Chicken busy holiday really www, read a book and thought the car playing baseball one day is gone (of course, LOL & decadent chat time).
P and universities must be big hit on the right ACM and the like, can only learn the w (Alexander)

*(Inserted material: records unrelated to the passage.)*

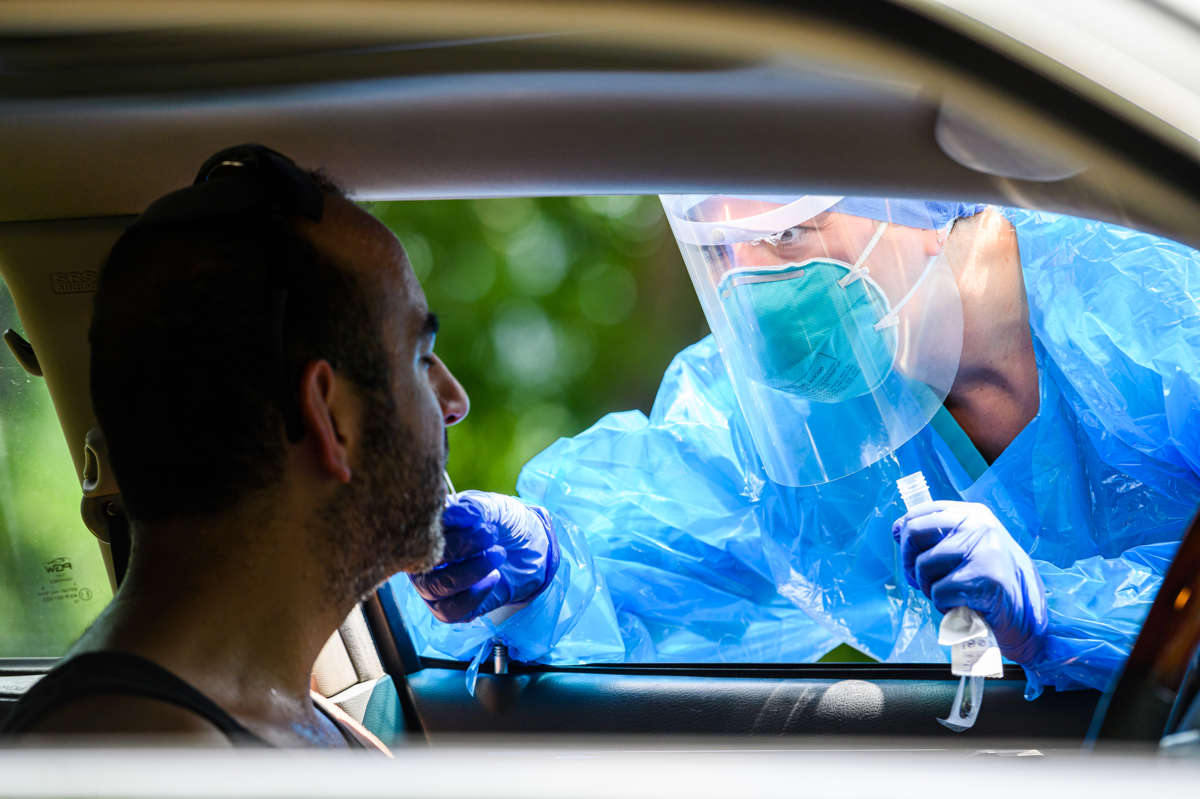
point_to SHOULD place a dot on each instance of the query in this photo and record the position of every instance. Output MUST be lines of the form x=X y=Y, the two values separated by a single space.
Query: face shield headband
x=839 y=347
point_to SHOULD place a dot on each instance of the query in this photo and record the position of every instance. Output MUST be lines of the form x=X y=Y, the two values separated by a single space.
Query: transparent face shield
x=838 y=319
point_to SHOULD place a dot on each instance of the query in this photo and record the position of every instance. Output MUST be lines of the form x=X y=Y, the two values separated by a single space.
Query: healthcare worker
x=1039 y=370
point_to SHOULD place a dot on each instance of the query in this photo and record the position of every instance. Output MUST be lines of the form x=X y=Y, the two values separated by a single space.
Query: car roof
x=108 y=104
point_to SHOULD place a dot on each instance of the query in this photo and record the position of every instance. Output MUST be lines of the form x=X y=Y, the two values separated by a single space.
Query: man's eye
x=789 y=236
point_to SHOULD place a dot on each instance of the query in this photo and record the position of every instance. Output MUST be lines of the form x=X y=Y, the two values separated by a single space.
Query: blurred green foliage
x=53 y=580
x=553 y=312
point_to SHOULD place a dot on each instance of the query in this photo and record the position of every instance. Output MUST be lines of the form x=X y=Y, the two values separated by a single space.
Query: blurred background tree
x=553 y=311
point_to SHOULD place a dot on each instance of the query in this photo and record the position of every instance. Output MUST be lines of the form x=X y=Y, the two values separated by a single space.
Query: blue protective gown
x=677 y=547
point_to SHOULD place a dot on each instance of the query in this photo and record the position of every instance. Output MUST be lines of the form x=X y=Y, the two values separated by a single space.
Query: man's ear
x=328 y=410
x=935 y=240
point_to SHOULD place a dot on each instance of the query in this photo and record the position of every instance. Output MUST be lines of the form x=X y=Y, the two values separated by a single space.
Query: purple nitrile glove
x=959 y=553
x=498 y=551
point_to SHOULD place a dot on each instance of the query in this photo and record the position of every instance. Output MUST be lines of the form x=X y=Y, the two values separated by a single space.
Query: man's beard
x=388 y=518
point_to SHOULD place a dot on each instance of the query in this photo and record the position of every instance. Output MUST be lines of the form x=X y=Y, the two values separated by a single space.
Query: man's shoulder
x=114 y=692
x=133 y=716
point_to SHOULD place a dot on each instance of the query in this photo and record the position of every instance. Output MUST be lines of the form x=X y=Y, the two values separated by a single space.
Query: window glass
x=53 y=580
x=682 y=545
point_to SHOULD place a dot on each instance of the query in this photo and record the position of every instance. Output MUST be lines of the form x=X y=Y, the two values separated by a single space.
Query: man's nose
x=451 y=396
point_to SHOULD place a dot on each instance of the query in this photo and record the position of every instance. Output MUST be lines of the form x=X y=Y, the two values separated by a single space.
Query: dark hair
x=192 y=382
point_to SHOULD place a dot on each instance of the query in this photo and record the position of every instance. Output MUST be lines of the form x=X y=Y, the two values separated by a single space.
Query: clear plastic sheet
x=681 y=550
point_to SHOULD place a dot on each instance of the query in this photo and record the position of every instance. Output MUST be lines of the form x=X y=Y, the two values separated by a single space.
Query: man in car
x=263 y=370
x=1038 y=370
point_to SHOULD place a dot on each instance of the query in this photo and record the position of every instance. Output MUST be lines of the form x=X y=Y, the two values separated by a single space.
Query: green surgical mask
x=821 y=329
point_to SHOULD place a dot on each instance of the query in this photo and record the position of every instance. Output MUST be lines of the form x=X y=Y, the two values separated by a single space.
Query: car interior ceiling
x=557 y=113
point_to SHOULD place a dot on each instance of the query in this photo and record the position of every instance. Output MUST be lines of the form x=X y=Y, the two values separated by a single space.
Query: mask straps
x=858 y=269
x=892 y=318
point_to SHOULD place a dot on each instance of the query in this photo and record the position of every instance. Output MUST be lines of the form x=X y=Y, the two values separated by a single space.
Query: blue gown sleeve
x=570 y=622
x=1097 y=607
x=1119 y=314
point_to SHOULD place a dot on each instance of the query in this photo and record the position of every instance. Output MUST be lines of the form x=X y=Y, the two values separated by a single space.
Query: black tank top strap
x=97 y=673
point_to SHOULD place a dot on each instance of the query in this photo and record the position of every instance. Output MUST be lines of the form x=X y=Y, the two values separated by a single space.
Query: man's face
x=390 y=512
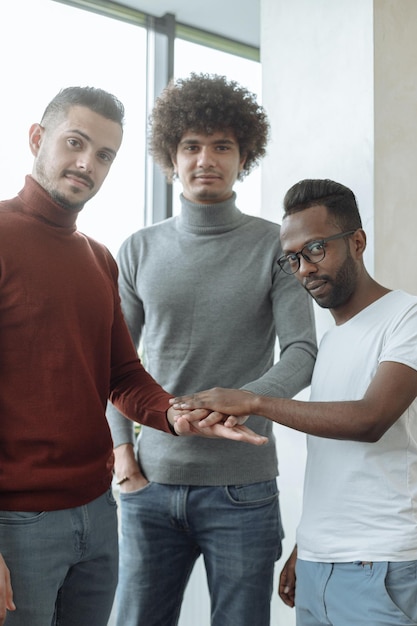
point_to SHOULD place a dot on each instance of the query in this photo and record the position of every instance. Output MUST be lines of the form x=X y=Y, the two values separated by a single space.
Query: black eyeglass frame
x=322 y=242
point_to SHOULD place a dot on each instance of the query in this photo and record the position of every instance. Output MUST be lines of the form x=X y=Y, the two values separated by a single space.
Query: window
x=65 y=45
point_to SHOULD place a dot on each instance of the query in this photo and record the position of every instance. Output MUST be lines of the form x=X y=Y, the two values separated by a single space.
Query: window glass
x=45 y=46
x=190 y=57
x=67 y=46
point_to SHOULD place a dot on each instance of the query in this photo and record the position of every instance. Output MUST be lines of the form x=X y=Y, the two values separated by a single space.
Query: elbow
x=371 y=434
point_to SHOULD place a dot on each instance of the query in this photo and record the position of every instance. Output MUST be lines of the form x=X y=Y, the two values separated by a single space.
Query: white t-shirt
x=360 y=499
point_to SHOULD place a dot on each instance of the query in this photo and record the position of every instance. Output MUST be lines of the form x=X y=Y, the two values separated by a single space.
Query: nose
x=85 y=162
x=205 y=158
x=306 y=267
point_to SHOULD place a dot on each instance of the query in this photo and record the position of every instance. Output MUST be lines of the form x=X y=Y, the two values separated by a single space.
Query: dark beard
x=343 y=285
x=76 y=207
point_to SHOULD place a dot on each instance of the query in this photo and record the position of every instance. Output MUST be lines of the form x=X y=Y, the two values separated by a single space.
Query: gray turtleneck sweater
x=204 y=295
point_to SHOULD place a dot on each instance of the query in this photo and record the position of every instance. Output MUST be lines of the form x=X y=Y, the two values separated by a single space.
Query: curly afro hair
x=207 y=103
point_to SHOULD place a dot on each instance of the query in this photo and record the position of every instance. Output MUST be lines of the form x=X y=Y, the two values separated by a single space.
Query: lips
x=80 y=181
x=315 y=286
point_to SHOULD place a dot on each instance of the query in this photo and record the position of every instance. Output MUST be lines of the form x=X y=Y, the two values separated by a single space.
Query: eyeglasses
x=313 y=252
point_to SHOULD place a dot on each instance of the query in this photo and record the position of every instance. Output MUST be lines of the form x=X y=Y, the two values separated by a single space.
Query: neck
x=209 y=218
x=367 y=292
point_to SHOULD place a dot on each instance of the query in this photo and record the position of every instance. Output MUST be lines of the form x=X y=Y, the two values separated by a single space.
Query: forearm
x=335 y=420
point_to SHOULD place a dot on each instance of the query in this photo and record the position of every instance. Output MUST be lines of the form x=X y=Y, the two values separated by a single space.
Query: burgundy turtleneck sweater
x=64 y=350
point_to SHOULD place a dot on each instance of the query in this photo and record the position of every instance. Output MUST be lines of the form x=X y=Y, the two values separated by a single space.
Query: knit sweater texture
x=65 y=349
x=204 y=293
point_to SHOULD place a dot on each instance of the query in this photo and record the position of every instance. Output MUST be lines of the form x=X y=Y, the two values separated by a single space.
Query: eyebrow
x=217 y=141
x=88 y=138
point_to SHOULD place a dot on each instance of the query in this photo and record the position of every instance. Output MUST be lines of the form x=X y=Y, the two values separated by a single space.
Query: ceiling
x=235 y=19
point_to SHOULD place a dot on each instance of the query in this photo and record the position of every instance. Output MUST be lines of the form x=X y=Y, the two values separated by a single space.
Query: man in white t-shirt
x=356 y=557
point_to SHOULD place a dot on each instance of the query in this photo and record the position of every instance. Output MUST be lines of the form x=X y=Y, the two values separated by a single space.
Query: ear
x=359 y=241
x=35 y=138
x=242 y=162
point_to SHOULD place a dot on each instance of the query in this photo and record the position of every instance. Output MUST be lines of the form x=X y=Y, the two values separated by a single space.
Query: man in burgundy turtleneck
x=65 y=349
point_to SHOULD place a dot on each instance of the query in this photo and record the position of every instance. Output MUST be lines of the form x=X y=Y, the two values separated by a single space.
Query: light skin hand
x=125 y=464
x=286 y=589
x=192 y=425
x=230 y=406
x=6 y=592
x=219 y=431
x=390 y=393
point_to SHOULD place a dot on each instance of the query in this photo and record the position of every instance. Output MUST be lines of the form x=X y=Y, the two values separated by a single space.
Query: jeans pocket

So OI is really only interested in the strike, and occasionally have time to mess things up, start with a simple question about the recovery even had the strength is also very dish w
Well, not much gossip said.
This question is seemingly appears LRJ's Blue Book too, is equivalent to just get max score (score upper hand - FLAC) max, and because both the constant.
This achieves a O (n ^ 3) of the DP, then we take the front and from the prefix or suffix, respectively, taken at optimized (see specific code comments), can be done O (n ^ 2) it!
#include<bits/stdc++.h>
#define ll long long
using namespace std;
const int N=1005;
int dp,w,f[N][N],g[N][N],a[N],n,T;
/*
dp[i][j] means the MAX delta between the first and the second.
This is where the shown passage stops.